Update and implications on a recent Tribunal Case considering the liability of construction services provided by sub-contractors working on a relevant residential development which included the construction of student flats.
Summit Electrical Installations Ltd  TC 06006 First Tier Tribunal case successfully challenged HMRC’s published guidance on the VAT treatment of construction services provided by sub-contractors working on new build student accommodation. The case, important to both main and subcontractors, concerned HMRC’s policy on the zero rate for construction of student accommodation. As a fee protection client, Summit were supported and represented by Croner Taxwise.
Summit Electrical Installations Limited were contracted by a main contractor to supply and install the electrics for a development of student accommodation. HMRC’s published policy in VAT Notice 708 advises that it is possible for the construction of a new building to qualify for zero-rated construction services as both a dwelling/dwellings AND a building to be used for a relevant residential purpose. For the zero rate to apply to the construction of a relevant residential building, the developer must provide a certificate to the main contractor certifying how the building will be used, and on that basis, the main contractor alone is able to use that certificate to zero rate his services. The policy further states that where a developer of a building which would qualify on both counts chooses to issue a certificate of relevant residential use to the main contractor, this will prevent those working on the building who do not hold certificates, i.e. the sub-contractors, from zero-rating the services they provide to the main contractor on the basis that the building is a dwelling, which has the potential to cause significant cash flow issues for the main contractor.

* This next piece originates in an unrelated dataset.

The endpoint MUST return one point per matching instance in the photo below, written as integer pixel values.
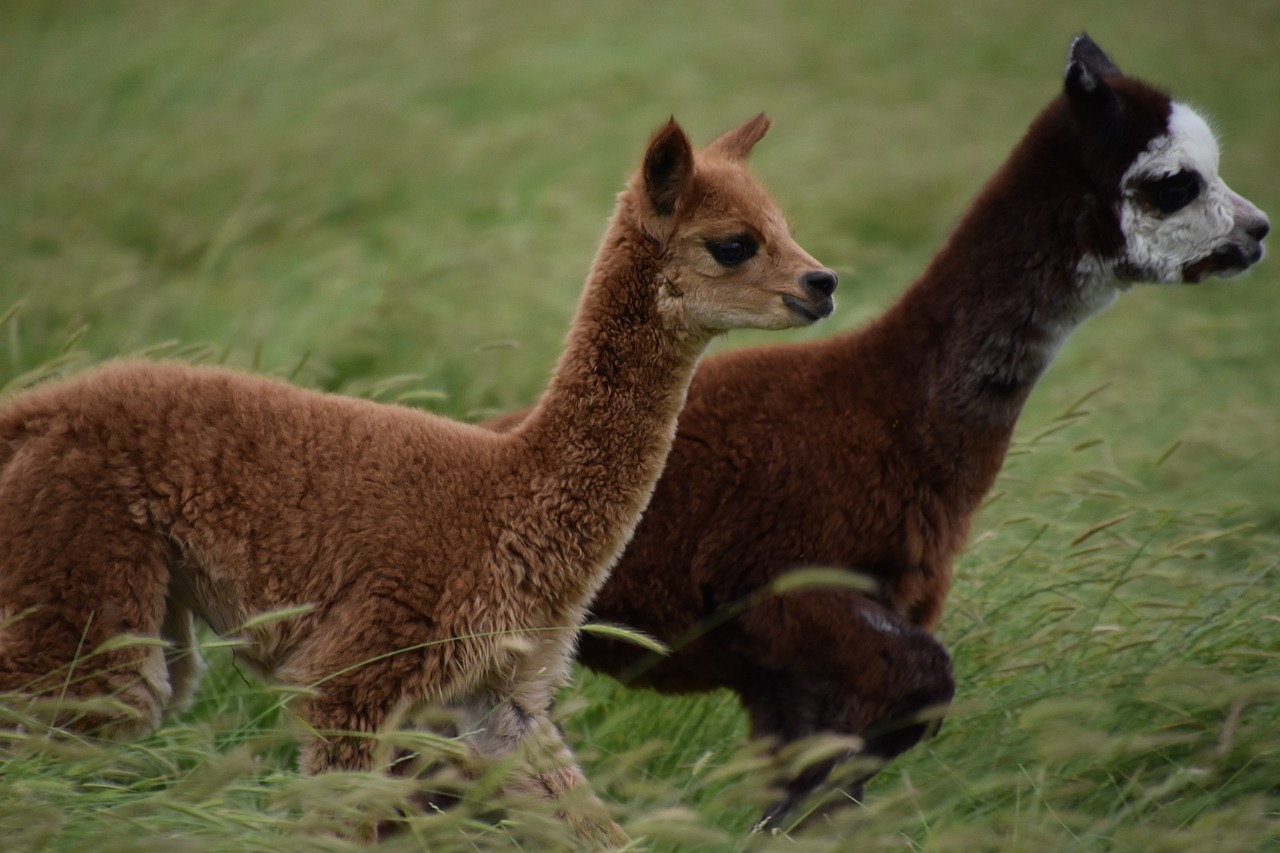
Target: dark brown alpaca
(433, 555)
(873, 450)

In the Tribunal, HMRC initially unsuccessfully challenged the zero rating by Summit on the basis that a planning condition restricting occupation of the units to students of the Universities of Leicester.
The Tribunal then considered whether there was any legal basis for HMRC’s policy within VATA 94 Schedule 8 Group 5, Notes 2, 4 and 12, which would apply to limit Item 1 (a) where a certificate has been issued, and found that there to be “absolutely no basis for HMRC’s policy”.

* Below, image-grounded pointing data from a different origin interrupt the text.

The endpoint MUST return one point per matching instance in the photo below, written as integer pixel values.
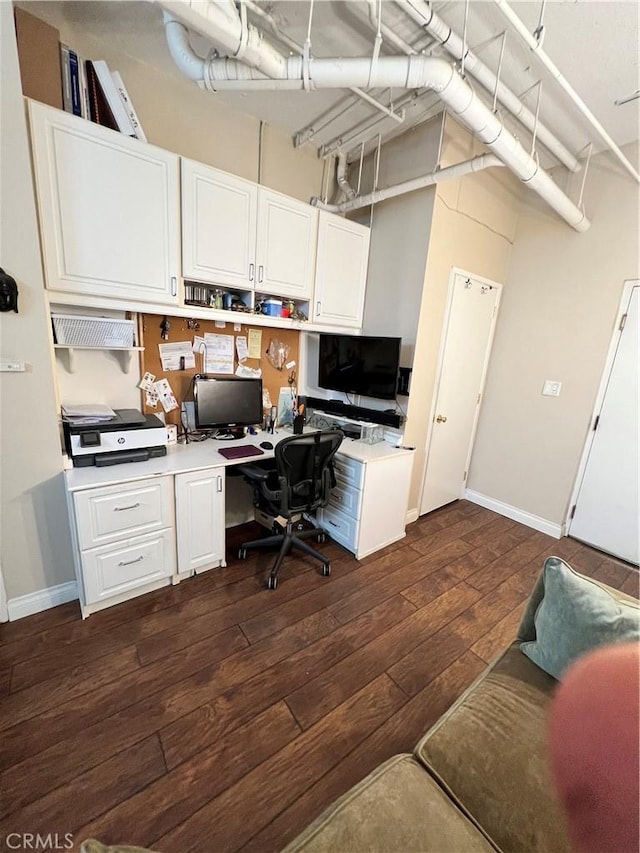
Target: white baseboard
(43, 599)
(515, 514)
(412, 515)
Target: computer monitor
(227, 403)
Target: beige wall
(556, 322)
(472, 229)
(176, 114)
(35, 549)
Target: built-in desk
(142, 525)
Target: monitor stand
(230, 434)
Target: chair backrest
(304, 467)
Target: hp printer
(128, 437)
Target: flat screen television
(362, 365)
(227, 403)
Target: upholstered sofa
(479, 779)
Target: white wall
(556, 322)
(35, 549)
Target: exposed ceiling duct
(459, 170)
(422, 13)
(259, 65)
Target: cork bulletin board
(182, 329)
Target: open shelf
(125, 354)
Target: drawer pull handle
(131, 562)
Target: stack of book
(91, 90)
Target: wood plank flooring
(220, 716)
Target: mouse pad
(240, 451)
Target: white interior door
(467, 339)
(606, 509)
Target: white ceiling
(594, 44)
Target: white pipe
(485, 161)
(562, 81)
(423, 14)
(246, 44)
(415, 72)
(191, 65)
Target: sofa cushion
(573, 614)
(489, 752)
(397, 807)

The correct liability to tax in this case, as in most cases, was not discretionary, any subcontractor can establish for itself whether the building it is constructing meets the conditions to be a dwelling as in Note 2. If the building meets those requirements, the sub-contractor’s services will be zero-rated.

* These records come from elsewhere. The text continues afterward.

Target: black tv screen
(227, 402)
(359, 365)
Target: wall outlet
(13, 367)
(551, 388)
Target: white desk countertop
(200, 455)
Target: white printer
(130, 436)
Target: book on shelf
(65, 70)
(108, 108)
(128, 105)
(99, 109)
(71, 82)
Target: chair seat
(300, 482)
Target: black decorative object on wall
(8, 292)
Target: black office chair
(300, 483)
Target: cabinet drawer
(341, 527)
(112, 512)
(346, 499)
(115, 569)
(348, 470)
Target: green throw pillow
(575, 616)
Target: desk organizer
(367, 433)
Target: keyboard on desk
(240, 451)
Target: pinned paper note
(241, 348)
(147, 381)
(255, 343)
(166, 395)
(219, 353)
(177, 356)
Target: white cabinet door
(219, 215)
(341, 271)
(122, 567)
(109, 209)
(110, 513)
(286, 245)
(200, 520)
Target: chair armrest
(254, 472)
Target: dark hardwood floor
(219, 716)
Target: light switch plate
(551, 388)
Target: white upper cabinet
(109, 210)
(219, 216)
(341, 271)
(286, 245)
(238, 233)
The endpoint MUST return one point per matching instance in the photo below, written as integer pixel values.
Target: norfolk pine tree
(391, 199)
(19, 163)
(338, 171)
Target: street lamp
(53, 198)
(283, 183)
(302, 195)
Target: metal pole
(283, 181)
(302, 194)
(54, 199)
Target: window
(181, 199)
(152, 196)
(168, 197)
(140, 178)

While a First Tier Tribunal does not create precedent, the strength of the Judge’s opinion that there was no basis in law for HMRC’s stated policy in limiting the circumstances in which sub-contractors can zero-rate provides reasonable grounds for subcontractors to zero rate where the building under construction is a building is designed as a dwelling or number of dwellings. At this point, we should point out that HMRC have asked permission to appeal the decision made in the Summit case on the basis that the building they were working on was not designed as a number of dwellings on the basis of the perceived occupancy restriction.
In the event of a challenge from HMRC to sub-contractors choosing to zero rate the services of constructing a new dwelling where a certificate has been issued by the developer to the main contractor, the decision to zero rate where the building under construction is a dwelling is arguably not careless if consideration is required to be given to the potential issuing of penalties.